Denis Durand, maison de couture et de parfums
La découverte des quatre extraits de parfum lancés cette année par le couturier cannois Denis Durand a été, pour moi, une vraie surprise. Je ne connaissais pas son travail en tant que créateur (j’ai regardé les photos que j’ai pu trouver depuis et je trouve qu’il a beaucoup de talent même si je ne connais rien à la mode car, visuellement, c’est très beau) et j’ai été d’autant plus surpris lorsque je suis entré dans la parfumerie Odorem de Lyon, par l’esthétique absolument magnifique non seulement des flacons mais aussi des boites qui les contiennent. Denis Durand a confié à un parfumeur grassois, dont il ne communique pas le nom hélas, la création de quatre extraits de parfums contenus dans des flacons dont les cabochons et les plaques d’identifications ont étés commandés à un orfèvre eux même présentés dans des coffrets ornés du cygne, emblème de cette nouvelle marque, créant une esthétique un peu générale de la maison que je décrirai comme historique, mythologique et sophistiqué. Il en décrit ainsi l’univers : « Les parfums Denis Durand privilégient essentiellement des matières naturelles, nous utilisons un alcool français de qualité bio, gage d’une promesse olfactive sur votre peau. Dés la première vaporisation les notes fusionnent et évoluent afin de révéler toute la complexité olfactive de nos fragrances. Nous apportons un soin tout particulier à nos flacons vaporisateurs, élixirs de parfum. Créé par un maitre orfèvre, le capo et son étiquette médaillon en metal évoquent le bronze doré, protégés par un précieux coffret aux fresques antiques imaginaires rehaussées d’or ». Tout un programme ! J’ai donc pu découvrir ces quatre extraits qui réunissent toutes les qualités pour devenir de très beaux classiques de la parfumerie tant ils sont bien imaginés et qualitatifs.

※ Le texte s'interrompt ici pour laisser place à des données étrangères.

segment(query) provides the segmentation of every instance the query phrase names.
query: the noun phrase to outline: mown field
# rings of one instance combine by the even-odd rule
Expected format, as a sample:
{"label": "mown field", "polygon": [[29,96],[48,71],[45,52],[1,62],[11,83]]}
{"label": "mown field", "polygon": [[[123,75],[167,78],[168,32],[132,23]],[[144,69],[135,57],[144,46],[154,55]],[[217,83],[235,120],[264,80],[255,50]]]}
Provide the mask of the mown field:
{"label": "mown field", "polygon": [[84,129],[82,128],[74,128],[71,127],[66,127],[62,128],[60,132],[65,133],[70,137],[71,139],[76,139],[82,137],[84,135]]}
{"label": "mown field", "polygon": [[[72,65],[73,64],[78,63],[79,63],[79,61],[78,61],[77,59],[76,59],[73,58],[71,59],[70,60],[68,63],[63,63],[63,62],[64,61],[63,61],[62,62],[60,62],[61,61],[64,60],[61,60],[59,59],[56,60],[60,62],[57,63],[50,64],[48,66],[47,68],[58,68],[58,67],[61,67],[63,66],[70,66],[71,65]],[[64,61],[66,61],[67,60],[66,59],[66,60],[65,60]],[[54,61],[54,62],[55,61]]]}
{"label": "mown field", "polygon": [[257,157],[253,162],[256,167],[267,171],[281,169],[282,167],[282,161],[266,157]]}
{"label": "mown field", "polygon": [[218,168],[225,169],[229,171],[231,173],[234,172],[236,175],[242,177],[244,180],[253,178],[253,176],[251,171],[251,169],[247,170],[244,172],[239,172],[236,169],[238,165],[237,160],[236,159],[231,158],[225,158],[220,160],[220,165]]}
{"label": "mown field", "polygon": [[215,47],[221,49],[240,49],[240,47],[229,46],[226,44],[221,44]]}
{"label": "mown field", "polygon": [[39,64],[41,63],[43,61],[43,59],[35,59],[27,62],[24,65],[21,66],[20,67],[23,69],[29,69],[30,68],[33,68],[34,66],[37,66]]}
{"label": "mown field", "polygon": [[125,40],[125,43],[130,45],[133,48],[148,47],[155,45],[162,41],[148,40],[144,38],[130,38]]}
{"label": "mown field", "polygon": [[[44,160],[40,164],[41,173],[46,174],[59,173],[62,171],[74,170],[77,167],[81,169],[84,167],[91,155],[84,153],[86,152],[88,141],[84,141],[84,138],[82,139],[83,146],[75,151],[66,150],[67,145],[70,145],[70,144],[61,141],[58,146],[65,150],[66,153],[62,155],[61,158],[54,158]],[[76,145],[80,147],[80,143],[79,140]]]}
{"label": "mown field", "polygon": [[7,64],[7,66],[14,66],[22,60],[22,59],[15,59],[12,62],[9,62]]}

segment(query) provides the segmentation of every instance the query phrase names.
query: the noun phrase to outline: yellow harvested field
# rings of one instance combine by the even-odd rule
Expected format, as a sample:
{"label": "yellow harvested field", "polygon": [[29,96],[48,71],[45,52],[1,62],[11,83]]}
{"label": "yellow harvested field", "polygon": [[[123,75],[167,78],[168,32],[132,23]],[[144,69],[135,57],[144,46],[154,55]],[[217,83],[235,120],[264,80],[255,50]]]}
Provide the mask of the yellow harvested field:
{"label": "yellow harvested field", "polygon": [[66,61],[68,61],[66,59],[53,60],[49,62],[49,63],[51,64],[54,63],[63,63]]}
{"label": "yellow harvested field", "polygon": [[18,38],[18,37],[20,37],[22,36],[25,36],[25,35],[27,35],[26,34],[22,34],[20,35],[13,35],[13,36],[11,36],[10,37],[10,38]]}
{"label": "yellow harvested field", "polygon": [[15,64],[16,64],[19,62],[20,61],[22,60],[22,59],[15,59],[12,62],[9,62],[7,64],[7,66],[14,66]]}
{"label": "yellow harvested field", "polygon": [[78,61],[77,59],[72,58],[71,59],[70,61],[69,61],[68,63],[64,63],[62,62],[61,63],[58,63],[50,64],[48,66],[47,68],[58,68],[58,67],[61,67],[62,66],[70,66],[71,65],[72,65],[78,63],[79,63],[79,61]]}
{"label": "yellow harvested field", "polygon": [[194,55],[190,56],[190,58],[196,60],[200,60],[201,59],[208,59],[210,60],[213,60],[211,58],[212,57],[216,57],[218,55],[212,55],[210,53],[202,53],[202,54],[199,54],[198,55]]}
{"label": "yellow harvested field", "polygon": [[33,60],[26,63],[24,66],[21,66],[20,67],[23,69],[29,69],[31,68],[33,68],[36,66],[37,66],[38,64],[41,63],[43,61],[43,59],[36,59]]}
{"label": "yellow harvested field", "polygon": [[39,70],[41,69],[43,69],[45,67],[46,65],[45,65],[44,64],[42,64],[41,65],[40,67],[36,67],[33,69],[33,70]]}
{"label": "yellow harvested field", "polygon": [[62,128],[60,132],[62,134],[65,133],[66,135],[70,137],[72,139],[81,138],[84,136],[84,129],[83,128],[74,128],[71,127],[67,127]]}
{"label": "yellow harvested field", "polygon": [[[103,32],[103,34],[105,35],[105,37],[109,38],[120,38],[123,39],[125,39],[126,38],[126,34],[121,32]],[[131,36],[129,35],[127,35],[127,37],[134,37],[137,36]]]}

« La légende raconte : Iris, messagère de l’Olympe venue du ciel, crée un arc en ciel illuminant la fleur la plus précieuse de la parfumerie, l’Iris. Cet élixir vous invite à la rêverie d’un champ d’iris en Toscane un jour de printemps. Un jeu de contraste entre chaleur et fraicheur, la sensualité à fleur de peau… » tels sont les mots de Denis Durand pour décrire l’inspiration du premier parfum que j’ai découvert et qui a pour nom évocateur « L’Âme d’Iris ». Le ton est donné, il s’agit d’un floral boisé et plein de charme qui est une ode à cette matière première précieuse, recherchée et présente à tous les étages de la pyramide olfactive. À l’envolée, elle se pare de la fraîcheur et de la douceur de la mandarine et d’un accord de muguet très réaliste qui appuie un côté floral qui s’enrichira, au coeur de néroli et de violette puis se posera sur un fond dans lequel l’iris est la vedette mais se renforce du côté très facetté de l’ambre gris et, plus rare, du côté très pétillant du cédrat qui est, généralement, plutôt utilisé en note de tête. Il en résulte un parfum extrêmement qualitatif, pas forcément poudré comme je m’y attendais mais plutôt en transparence et en fraîcheur comme un interprétation à la fois très contemporaine de l’iris et une vraie volonté de ne pas nous emmener là où nous pensions aller. Personnellement, j’ai beaucoup aimé « L’Âme d’Iris » même s’il n’est pas mon premier coup de coeur. Je pense qu’il ravira autant les femmes que les hommes et qu’il est, comme beaucoup de grands parfums, à la fois singulier et très facile à porter.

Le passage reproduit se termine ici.